Certainly, many organizations have succeeded without applying a formal lens to their source of value, the methodology to harness and multiply that value, or the framework that governs value creation.

For example, entrepreneurial visionaries (like Steve Jobs, Walt Disney, or Sam Walton) either intuitively guide or deliberately shape their brands by virtue of their foundational genome. In other words, they supply the DNA of their brands. Their brands, and those of other founders, may not need the strategic and cultural insights that a framework-based brand analysis would provide, even though having one clarifies the reputational brand’s road map.

However, as founders age out, leaders change, or businesses evolve, the organization’s value proposition may also require adjustment or complete overhaul. In this case, overlaying the framework would yield insight for any modifications to the brand-shaping mechanisms of culture, strategy, and operational priorities.

Ultimately, it’s not unusual for nimble organizations to adjust their value proposition from time to time. Responses to market shifts, technological advances, changing customer tastes, emerging competitive threats, and business reprioritizations may require such re-evaluation.
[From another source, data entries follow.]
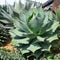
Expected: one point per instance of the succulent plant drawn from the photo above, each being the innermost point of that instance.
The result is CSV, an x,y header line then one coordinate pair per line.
x,y
35,32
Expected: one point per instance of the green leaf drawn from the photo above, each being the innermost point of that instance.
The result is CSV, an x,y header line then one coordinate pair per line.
x,y
24,51
55,26
52,38
58,13
40,39
34,47
35,23
22,41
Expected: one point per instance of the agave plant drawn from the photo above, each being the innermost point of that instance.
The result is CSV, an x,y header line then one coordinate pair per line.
x,y
13,55
35,32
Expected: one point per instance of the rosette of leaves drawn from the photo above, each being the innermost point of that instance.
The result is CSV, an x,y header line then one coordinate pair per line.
x,y
5,26
35,33
10,55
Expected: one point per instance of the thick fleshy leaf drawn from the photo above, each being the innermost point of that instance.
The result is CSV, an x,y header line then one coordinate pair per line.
x,y
52,38
40,39
55,26
58,13
24,51
35,22
34,47
22,41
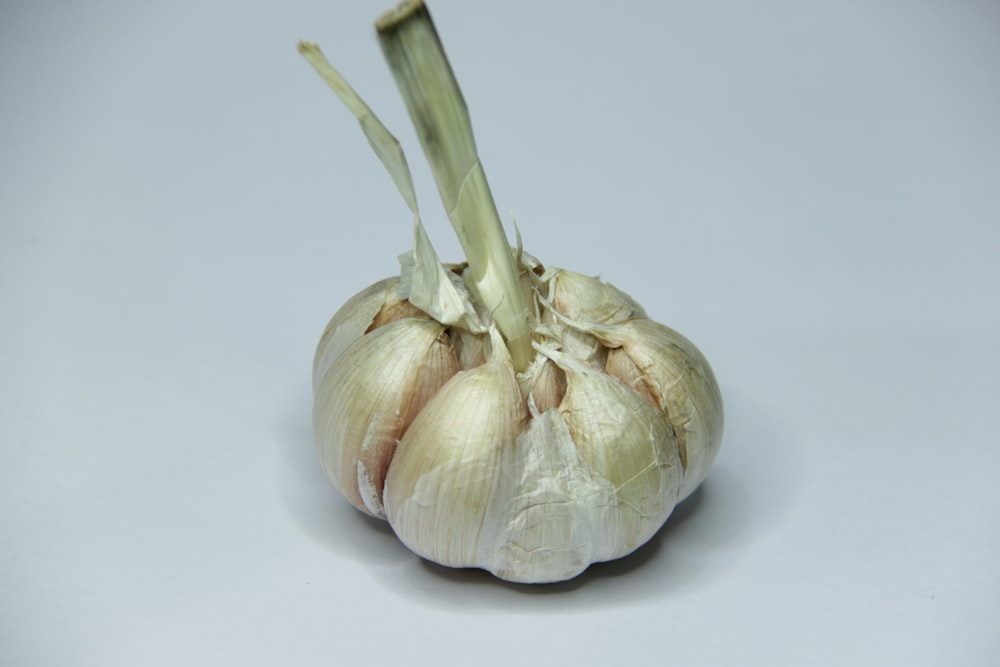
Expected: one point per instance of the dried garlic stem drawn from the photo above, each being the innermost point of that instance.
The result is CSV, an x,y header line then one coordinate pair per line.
x,y
437,109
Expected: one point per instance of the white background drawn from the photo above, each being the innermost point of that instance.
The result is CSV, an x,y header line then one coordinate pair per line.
x,y
808,190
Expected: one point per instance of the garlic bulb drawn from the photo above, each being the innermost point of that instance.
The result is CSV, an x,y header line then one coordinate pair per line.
x,y
500,415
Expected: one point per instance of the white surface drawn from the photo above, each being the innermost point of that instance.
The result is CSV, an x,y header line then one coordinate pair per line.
x,y
809,191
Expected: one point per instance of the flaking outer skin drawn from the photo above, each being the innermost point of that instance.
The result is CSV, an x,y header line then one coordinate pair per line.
x,y
532,477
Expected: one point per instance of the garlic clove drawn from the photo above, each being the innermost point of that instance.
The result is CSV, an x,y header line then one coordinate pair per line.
x,y
444,485
372,307
371,392
589,299
556,512
673,373
623,438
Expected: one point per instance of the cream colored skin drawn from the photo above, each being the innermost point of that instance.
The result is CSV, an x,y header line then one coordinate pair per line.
x,y
531,476
499,416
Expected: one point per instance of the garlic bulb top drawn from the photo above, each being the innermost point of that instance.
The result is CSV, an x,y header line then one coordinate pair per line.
x,y
500,415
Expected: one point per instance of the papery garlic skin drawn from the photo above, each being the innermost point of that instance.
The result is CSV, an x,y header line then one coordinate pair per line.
x,y
532,476
368,393
499,415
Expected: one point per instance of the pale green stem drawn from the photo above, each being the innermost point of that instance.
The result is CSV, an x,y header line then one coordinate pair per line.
x,y
437,109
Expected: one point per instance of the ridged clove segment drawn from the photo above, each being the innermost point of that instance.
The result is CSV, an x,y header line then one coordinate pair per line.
x,y
368,397
675,376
In any event, we shouldn’t presume that brands will find their footing over time or without purposeful effort, expecting that some type of osmosis will reveal the value and values of their organizations. The brand system offers a road map for the reputational brand in a way that accounts more for the organization’s distinctive signature than most brand development strategies and tactics. It’s harder, higher-level work, but it’s a better path toward an authentic brand.